Avec du recul, maintenant, ces remarques l’affectent moins. Il voit les choses différemment et réussit à prendre de la distance : « La réaction violente par les mots est une forme de violence, mais elle n’est pas grave. Les insultes ne sont pas graves non plus. Les comportement violents, en revanche, font peur. Mais je ne vais pas te mentir, ça fait 23 ans que je suis homosexuel, 23 ans que je subis ça. Je n’ai plus trop peur, en fait ».

Mère de la House of boner

« On a fait un faux mariage avec Robin des doigts lors d’une performance et depuis nos personnages se considèrent comme mariés l’un et l’autre », explique Christophe. Medusa et Robin forment donc un couple marié… d’un homme et d’une femme ! « C’est assez drôle dans le milieu drag. On est la première house en France à dire que notre house est née d’un papa et d’une maman. » Le but de cette union est de pouvoir créer une house. C’est un regroupement de drag-queens et de drag-kings. Baptisée la “House of boner“, elle leur permet d’interpréter une sorte de farce de l’hétérosexualité et de la famille parfaite. « C’est pour ça qu’on s’appelle la Maison du boner. Avec un papa, une maman, les enfants et le golden retriever, la sortie du dimanche à la messe et tout ces trucs à la con. Nous, notre messe, ça va etre de remuer nos fesses sur du Madona ».

Grâce au drag, il arrive plus facilement à engager la conversation pour faire connaître sa passion et tenter d’élever le débat. « Que ça ne plaise pas, je m’en fiche. Il y a plein de trucs dans la vie qui ne plaisent pas. Mais ce n’est pas pour autant que l’on va cracher dessus. Avec le drag, c’est pareil ». Et quand la discussion n’est pas possible et que les violences physique deviennent une menace, Christophe a la solution : « Si quelqu’un essaye de me toucher je vais sacrément lui maraver la gueule parce que je n’ai pas pris des cours de self-défense pour rien ! Et crois-moi, ça impressionne une drag-queen qui se défend ! »

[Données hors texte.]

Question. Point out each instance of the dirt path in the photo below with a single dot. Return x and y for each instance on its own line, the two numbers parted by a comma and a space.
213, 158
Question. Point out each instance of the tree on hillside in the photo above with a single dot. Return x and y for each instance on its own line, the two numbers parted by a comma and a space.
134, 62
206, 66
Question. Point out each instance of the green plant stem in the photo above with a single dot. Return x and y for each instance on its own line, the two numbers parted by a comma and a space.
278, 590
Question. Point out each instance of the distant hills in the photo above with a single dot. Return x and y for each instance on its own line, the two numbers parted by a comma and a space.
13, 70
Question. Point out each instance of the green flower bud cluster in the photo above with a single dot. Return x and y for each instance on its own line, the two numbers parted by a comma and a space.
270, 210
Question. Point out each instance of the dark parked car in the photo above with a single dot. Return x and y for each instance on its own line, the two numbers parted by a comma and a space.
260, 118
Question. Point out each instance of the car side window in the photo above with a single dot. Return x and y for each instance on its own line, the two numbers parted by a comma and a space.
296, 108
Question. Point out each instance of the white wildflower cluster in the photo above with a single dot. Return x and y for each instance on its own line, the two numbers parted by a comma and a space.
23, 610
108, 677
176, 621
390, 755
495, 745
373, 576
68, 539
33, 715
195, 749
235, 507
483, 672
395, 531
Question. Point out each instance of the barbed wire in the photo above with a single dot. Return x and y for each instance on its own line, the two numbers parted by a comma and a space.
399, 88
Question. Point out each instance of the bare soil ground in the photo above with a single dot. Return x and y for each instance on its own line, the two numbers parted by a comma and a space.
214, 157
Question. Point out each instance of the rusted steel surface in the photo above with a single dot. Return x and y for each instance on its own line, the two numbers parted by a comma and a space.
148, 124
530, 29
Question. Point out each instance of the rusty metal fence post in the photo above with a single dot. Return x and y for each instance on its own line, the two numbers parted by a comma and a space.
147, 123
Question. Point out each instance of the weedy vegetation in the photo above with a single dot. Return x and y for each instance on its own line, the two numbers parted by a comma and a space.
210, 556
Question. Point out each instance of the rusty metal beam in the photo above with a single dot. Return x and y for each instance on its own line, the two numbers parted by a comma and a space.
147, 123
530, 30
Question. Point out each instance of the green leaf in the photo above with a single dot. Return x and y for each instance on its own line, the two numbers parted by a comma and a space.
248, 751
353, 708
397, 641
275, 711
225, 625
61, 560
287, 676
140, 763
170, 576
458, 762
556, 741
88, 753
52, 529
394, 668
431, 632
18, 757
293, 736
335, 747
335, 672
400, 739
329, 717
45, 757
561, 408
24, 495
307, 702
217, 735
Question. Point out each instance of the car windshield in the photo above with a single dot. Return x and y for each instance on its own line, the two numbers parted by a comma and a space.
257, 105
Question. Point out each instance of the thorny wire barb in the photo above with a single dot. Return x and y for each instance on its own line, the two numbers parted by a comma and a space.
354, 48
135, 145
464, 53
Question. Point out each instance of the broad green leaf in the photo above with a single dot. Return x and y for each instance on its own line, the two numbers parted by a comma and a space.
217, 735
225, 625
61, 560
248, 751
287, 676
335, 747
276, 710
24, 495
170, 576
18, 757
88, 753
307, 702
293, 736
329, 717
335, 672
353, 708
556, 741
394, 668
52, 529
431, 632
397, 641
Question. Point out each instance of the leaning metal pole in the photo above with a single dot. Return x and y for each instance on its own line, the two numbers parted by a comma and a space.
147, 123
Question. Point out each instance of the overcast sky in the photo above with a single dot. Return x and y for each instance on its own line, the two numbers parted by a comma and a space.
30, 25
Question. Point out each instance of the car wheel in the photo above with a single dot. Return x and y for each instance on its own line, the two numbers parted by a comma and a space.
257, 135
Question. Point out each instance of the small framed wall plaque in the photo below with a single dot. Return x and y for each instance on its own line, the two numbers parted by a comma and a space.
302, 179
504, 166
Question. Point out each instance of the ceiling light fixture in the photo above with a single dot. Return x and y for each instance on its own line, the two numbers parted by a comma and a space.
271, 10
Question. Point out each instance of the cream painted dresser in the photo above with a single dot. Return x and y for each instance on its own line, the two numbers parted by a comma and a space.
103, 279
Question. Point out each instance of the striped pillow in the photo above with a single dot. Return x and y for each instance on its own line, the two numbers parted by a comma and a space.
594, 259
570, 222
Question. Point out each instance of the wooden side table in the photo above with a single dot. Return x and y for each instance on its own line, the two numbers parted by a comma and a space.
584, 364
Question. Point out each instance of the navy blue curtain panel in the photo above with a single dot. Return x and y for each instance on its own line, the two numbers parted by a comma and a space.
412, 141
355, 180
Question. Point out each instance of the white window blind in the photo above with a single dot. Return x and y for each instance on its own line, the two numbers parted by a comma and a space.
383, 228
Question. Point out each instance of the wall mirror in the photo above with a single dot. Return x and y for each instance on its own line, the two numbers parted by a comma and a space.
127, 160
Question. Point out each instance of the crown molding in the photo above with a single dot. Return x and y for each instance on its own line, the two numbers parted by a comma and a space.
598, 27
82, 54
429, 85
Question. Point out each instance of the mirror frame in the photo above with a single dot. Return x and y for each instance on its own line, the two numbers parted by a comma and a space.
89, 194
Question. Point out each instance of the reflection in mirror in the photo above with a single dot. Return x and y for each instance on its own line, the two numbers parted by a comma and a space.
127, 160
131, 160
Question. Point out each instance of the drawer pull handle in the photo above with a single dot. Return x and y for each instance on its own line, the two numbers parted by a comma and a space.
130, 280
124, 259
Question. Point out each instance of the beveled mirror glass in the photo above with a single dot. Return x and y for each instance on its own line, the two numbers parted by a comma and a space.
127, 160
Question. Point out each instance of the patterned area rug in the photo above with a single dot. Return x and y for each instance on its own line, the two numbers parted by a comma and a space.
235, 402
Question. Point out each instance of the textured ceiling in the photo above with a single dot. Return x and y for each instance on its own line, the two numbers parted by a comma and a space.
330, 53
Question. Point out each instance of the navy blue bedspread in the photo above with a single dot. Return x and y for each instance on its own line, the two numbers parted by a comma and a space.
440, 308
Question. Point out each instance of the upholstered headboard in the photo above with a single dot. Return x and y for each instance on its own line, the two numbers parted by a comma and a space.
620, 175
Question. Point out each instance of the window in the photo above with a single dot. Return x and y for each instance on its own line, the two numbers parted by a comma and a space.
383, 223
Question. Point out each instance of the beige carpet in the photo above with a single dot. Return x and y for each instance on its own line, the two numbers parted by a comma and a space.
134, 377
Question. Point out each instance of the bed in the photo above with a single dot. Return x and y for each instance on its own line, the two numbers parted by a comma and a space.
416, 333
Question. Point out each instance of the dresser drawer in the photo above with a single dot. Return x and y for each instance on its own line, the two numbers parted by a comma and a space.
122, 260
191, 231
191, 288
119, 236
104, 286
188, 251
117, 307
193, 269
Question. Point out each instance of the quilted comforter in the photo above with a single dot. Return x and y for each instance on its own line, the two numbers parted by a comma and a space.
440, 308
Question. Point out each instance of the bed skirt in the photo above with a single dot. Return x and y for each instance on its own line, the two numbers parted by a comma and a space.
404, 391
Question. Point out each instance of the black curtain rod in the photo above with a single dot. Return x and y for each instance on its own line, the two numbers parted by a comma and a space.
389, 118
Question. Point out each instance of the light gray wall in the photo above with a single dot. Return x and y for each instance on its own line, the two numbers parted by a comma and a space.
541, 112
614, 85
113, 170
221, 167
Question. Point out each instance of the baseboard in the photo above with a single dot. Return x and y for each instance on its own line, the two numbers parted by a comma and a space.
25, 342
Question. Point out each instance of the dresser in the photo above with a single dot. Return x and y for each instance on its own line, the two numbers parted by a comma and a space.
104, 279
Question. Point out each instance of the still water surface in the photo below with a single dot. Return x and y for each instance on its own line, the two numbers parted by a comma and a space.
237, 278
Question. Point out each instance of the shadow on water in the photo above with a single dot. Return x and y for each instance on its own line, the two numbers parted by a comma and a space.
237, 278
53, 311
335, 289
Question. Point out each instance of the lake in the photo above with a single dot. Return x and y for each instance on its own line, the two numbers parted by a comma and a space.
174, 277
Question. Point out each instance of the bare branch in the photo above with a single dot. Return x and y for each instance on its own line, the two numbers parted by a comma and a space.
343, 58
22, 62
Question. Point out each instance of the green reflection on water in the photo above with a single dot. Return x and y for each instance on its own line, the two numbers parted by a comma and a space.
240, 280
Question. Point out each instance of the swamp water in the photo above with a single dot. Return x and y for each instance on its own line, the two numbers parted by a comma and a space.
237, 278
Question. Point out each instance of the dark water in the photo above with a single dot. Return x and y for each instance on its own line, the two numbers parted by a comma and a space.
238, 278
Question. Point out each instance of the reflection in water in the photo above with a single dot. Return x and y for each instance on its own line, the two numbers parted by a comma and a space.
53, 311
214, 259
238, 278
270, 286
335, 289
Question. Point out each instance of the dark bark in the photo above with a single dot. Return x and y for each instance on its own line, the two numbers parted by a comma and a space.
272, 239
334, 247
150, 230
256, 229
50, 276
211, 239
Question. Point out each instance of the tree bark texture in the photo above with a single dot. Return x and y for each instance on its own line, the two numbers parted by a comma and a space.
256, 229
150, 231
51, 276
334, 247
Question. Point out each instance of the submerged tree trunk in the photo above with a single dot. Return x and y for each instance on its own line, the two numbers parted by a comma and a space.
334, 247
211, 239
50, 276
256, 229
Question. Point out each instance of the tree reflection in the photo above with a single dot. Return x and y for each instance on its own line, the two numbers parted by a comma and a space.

Bientôt des ateliers de self-défense ?

Méfiez-vous donc des drag-queens. Face aux comportements violents, elles ont une arme redoutable : des talons hauts. « Et un coup de talon dans la tempe, crois-moi, ça peut faire très mal », lâche-t-il. Plus sérieusement, avec la House of Boner (lire l’encadré), Christophe envisage d’organiser des cours collectifs de self-défense. « On fait souvent face à de l’insécurité en ville. C’est le cas des femmes, aussi ! Alors, pourquoi est-ce qu’on ne ferait pas un événement, ensemble, pour apprendre à se défendre ? Tu t’imagines, toi, casser la gueule à des gens avec des drag-queens et des drag-kings ? » Le cours en lui-même pourrait être intéressant pour Christophe, qui cherche à tout prix à lier le grand public à la communauté LGBT+.

Avec tout cela, il était impossible pour ce Nîmois de créer une drag-queen seulement divertissante. La danse, ce n’est pas vraiment son truc. Alors, quand Medusa Dickinson est de sortie, elle est militante et engagée pour les droits LGBT+. Pour ses propres droits, en fait, et pour affirmer sa liberté d’aimer et d’être ce qu’elle est. Chaque pas que fait Medusa est une revanche que Christophe prend sur la vie : « Le fait de sortir dans la rue avec des talons et du rouge à lèvres, c’est un acte militant. Nous, on essaye de le politiser encore plus. On veut faire réfléchir notre communauté mais surtout les autres. Sensibiliser à l’homophobie mais aussi à la transphobie, la biphobie, le racisme, la misoginie… » Un long combat que Christophe compte bien mener de front. Seul. Et le soir, avec Medusa Dickinson.